Back to School at York U

After 78 days of strike havoc, the picket lines have come down and classes resumed this week at York University. Graduate assistants, teaching assistants (TAs), and contract faculty won important concessions from the administration, including tuition protection, health benefits, and an increase in the number of renewable contracts. Some resentment still lingered, however, among undergraduates who had to wait out the strike and now face an accelerated schedule for the remainder of the semester. With their existing collective bargaining agreement due to expire in April 2001, the Canadian Union of Public Employees (CUPE)--the union representing 2100 York University TAs, contract faculty, and graduate assistants--initiated talks with the university last July. The university met with CUPE3903 for 20 bargaining sessions and then the university tabled a "fair and reasonable" Offer of Settlement on October 20. The members of CUPE3903 rejected the offer a week later, starting a protracted strike on October 26.

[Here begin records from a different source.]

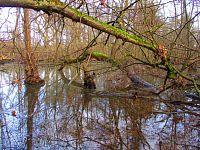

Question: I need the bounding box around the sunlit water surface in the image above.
[0,63,199,150]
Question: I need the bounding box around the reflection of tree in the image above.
[155,100,200,150]
[24,83,42,150]
[77,97,154,149]
[33,70,200,149]
[38,70,156,149]
[110,98,153,149]
[1,65,199,149]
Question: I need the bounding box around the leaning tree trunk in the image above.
[23,9,44,84]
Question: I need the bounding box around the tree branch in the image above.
[0,0,157,51]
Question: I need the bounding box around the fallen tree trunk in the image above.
[126,70,159,93]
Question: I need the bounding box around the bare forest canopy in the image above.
[0,0,199,96]
[0,0,156,50]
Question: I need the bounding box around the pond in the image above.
[0,63,199,150]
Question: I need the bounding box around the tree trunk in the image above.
[23,8,44,84]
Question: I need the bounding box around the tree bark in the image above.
[23,8,44,84]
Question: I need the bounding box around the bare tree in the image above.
[23,8,44,84]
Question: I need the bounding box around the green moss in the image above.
[69,6,85,17]
[168,71,177,79]
[162,58,177,79]
[34,0,157,51]
[91,51,110,59]
[67,7,157,51]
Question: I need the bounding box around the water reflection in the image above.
[0,64,199,150]
[25,84,43,150]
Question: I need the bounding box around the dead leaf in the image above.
[158,45,168,59]
[11,111,16,117]
[101,0,106,6]
[11,79,22,92]
[11,79,20,86]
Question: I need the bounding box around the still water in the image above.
[0,63,199,150]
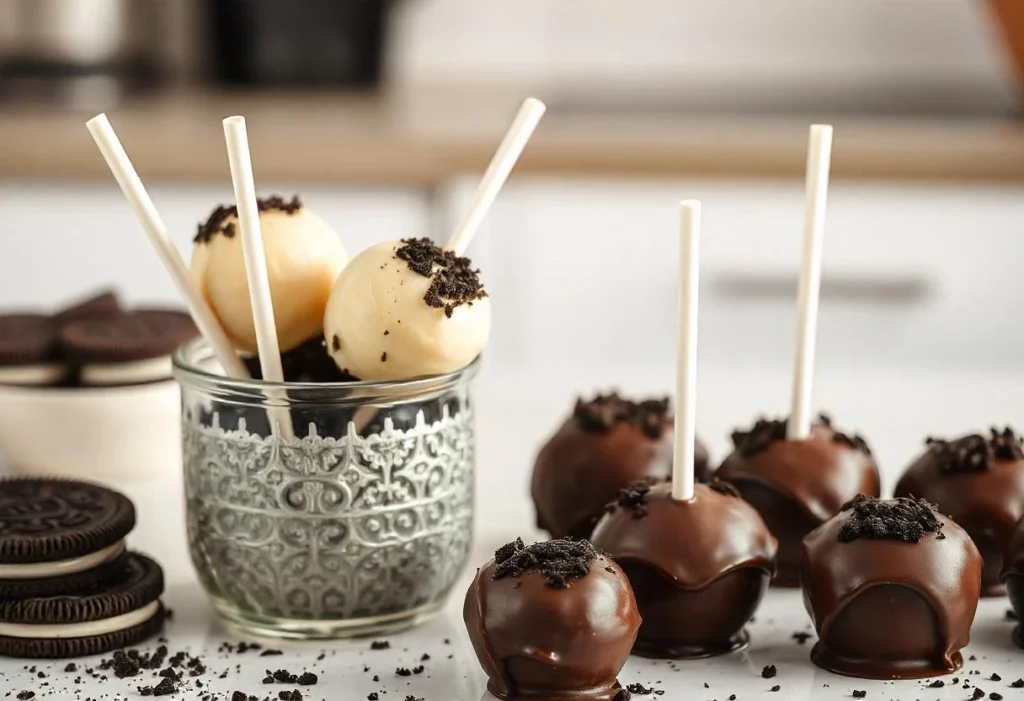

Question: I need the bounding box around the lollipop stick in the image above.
[222,116,293,438]
[85,114,249,380]
[444,97,546,256]
[672,200,701,502]
[788,124,833,440]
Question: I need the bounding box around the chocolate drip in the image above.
[716,419,880,587]
[1003,517,1024,649]
[464,543,640,700]
[591,481,777,659]
[803,497,982,679]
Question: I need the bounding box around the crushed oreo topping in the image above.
[926,427,1024,474]
[731,417,787,456]
[838,495,944,544]
[194,195,302,243]
[574,393,671,440]
[492,537,599,588]
[731,413,871,457]
[394,238,487,317]
[831,430,873,456]
[612,479,657,518]
[708,478,740,497]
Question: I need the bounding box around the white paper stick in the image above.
[222,116,293,438]
[788,124,833,440]
[85,114,249,380]
[672,200,701,502]
[444,97,546,256]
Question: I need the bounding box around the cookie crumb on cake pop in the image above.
[731,414,872,458]
[492,537,598,588]
[837,495,944,544]
[574,394,671,439]
[708,479,741,497]
[465,535,639,701]
[926,428,1024,474]
[394,238,487,318]
[612,479,658,518]
[194,195,302,244]
[803,495,982,679]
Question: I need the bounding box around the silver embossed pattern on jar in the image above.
[173,339,477,640]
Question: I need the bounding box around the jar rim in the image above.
[172,337,482,399]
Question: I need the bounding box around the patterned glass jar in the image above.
[172,339,478,640]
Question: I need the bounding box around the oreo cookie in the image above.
[58,310,198,386]
[0,478,135,598]
[53,290,121,326]
[0,314,66,386]
[0,552,165,658]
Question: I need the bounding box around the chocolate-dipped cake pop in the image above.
[463,538,640,701]
[716,413,880,586]
[591,479,777,658]
[1003,516,1024,649]
[531,394,710,539]
[803,495,982,679]
[895,427,1024,596]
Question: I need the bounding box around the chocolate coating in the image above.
[1002,516,1024,649]
[895,429,1024,596]
[531,394,709,539]
[716,416,880,586]
[590,481,777,658]
[802,497,983,679]
[464,541,640,701]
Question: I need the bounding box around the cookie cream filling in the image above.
[0,363,68,386]
[0,541,124,579]
[79,355,172,386]
[0,599,160,639]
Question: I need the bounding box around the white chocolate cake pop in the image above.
[191,196,347,354]
[323,238,490,381]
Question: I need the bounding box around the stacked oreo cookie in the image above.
[0,290,197,387]
[0,478,166,658]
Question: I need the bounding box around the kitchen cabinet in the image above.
[2,179,1022,377]
[479,179,1024,374]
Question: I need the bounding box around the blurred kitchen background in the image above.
[1,0,1023,500]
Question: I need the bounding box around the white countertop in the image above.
[1,365,1022,699]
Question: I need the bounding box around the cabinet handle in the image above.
[709,272,932,304]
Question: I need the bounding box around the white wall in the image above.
[390,0,1016,112]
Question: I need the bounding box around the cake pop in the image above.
[803,495,982,679]
[191,195,348,354]
[531,393,710,539]
[895,427,1024,596]
[716,413,880,585]
[593,201,777,658]
[591,479,776,657]
[463,538,640,701]
[323,238,490,381]
[323,98,544,382]
[1003,516,1024,649]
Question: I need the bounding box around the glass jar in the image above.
[172,339,478,640]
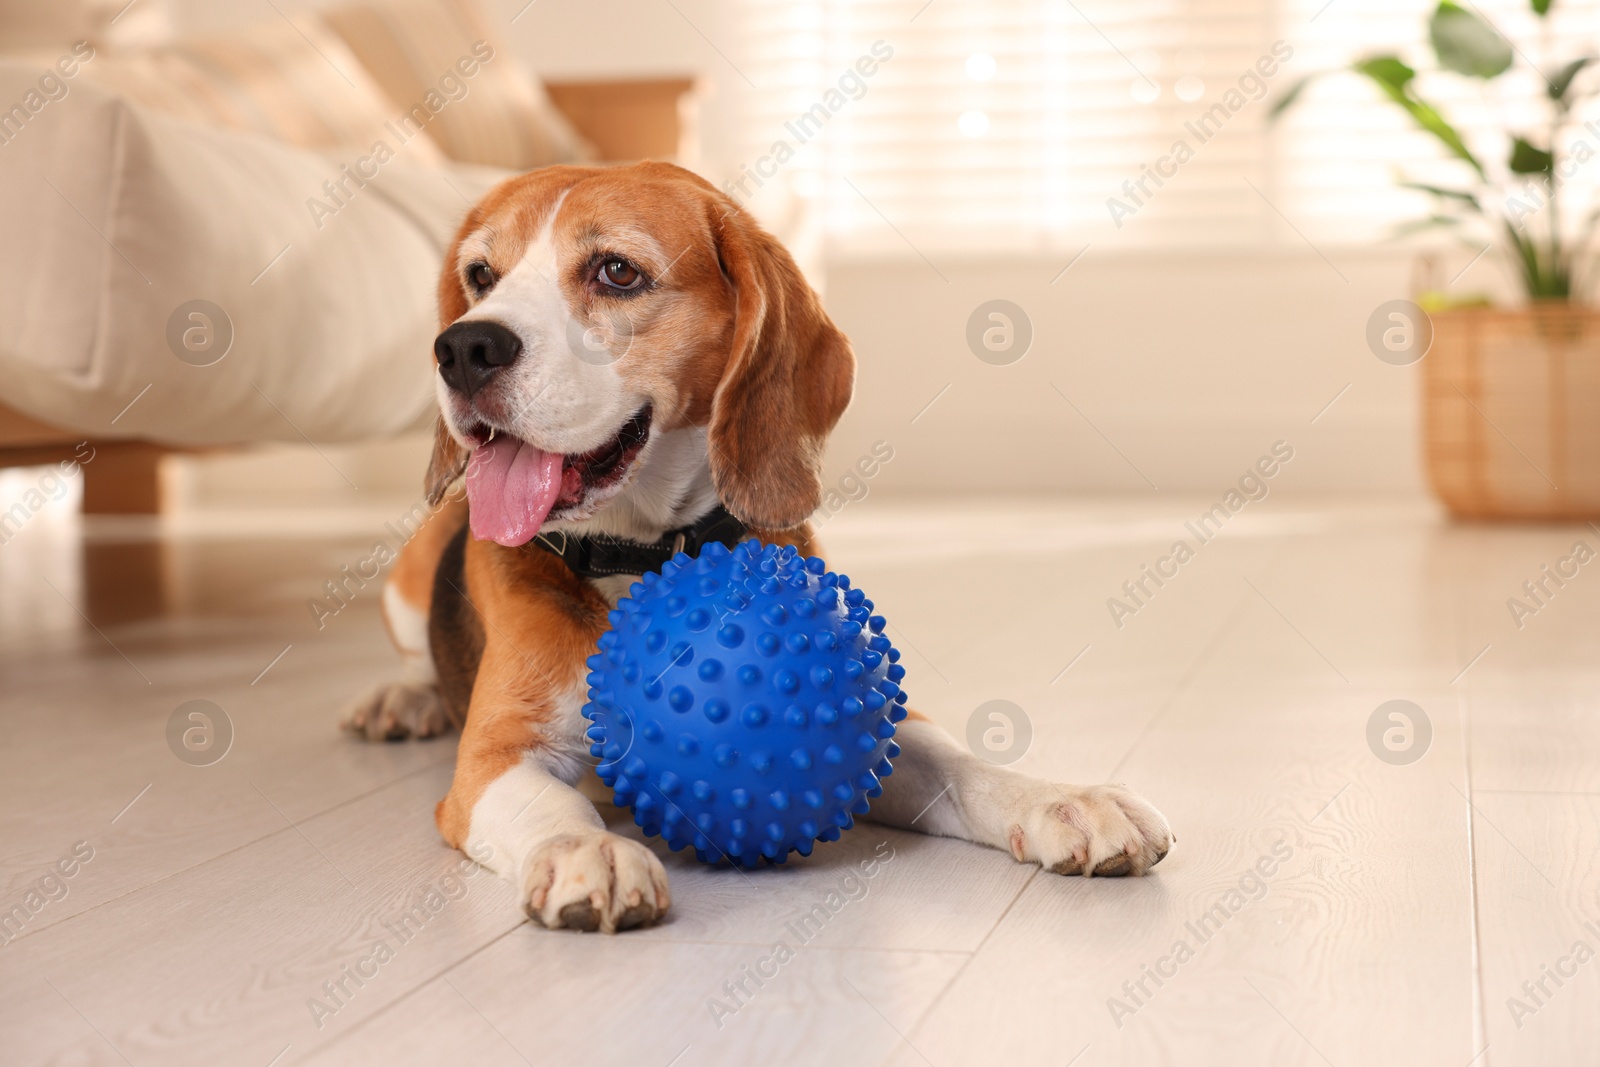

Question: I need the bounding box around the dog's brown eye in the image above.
[467,262,495,293]
[598,259,643,291]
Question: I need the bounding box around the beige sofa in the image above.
[0,0,694,511]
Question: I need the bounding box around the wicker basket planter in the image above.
[1424,305,1600,519]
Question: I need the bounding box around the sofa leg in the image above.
[83,444,166,514]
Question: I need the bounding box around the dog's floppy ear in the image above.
[708,207,855,530]
[423,201,482,506]
[424,414,469,506]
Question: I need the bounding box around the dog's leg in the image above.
[341,499,464,740]
[433,608,669,933]
[867,713,1173,876]
[433,665,671,932]
[339,581,451,740]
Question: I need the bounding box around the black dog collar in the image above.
[524,505,748,579]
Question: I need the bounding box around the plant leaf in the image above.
[1398,181,1483,210]
[1359,55,1418,92]
[1268,73,1322,119]
[1502,218,1549,296]
[1509,136,1554,175]
[1430,2,1514,78]
[1548,56,1593,102]
[1531,0,1552,15]
[1354,56,1487,178]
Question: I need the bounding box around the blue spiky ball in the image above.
[582,539,906,867]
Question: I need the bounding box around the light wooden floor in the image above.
[3,495,1598,1066]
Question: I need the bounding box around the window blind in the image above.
[737,0,1600,252]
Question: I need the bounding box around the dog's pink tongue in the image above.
[465,436,563,547]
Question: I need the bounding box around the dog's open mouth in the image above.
[462,405,652,546]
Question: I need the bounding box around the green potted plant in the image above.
[1274,0,1600,518]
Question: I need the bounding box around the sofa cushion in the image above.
[80,10,446,163]
[0,61,506,445]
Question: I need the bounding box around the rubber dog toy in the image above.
[583,540,906,866]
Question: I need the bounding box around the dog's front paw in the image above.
[1007,784,1172,877]
[340,681,449,741]
[521,832,670,933]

Eleven weeks of additional negotiations produced a new proposal, which was almost unanimously approved by teaching and graduate assistants on January 11. Now that the strike is officially over, York's 33,000 students can return to classes for the first time since October last year.

The precedent-setting agreement contained a little something for everyone. TAs secured an agreement that protects them from the tuition rollbacks planned by York administration and ensuring that if tuition rises, they will be compensated in the form of a tuition rebate. Graduate assistants won health benefits, summer funding, and wage increases amounting to 2% annually over the next 2 years. The graduate assistants were also successful in securing a rebate which mirrors the tuition increases planned for the next 2 years, in spite of the university's argument that rebates for some graduate students and not others was unfair. In addition to the wage increases and tuition breaks, the teaching and graduate assistants secured extensions of academic deadlines and terms of study, and protection of community members and research/graduate assistants who were not official members of the bargaining unit, but who may have participated in the strike.

A collective agreement was also reached between the York administration and contract faculty for improved job security. Contract faculty, considered an "exploited group of workers" by York University Faculty Association (YUFA) representative Lorna Erwin, achieved an increase from six conversions and special renewable contracts in the second year to 10. YUFA urged its members to support the TA strike, in return for the support that TAs and students provided 3 years ago during a faculty strike over retirement provisions.

Although the workers were happy with the new agreement, the strike left bitter feelings among the undergraduates. "I think that many students feel that we have been caught in the middle of a precedent-setting argument between CUPE 3903 and the university, where neither side was willing to budge and both were behaving badly," one undergraduate student at York University told Next Wave. "This strike has damaged the faith that students have in the university, and post-secondary education in general," she says. And undergraduate students now face the arduous task of catching up on 22 days of lost lecture time.

Both sides are working to repair the damage. "Of concern to the York community now that the strike has ended is the welfare of the students, academic integrity, and the university's reputation," said Erwin, noting that a facilitator had been brought in by the administration to deal with the reconciliation process. With the fall term extended to February 12, the university is promising to maintain standards for receiving academic credits, in addition to treating students fairly regardless of what may have happened during the disruption. York University is also providing additional services to students in need of academic and financial advice and assistance, according to Deborah Hobson, vice president of enrollment and student services.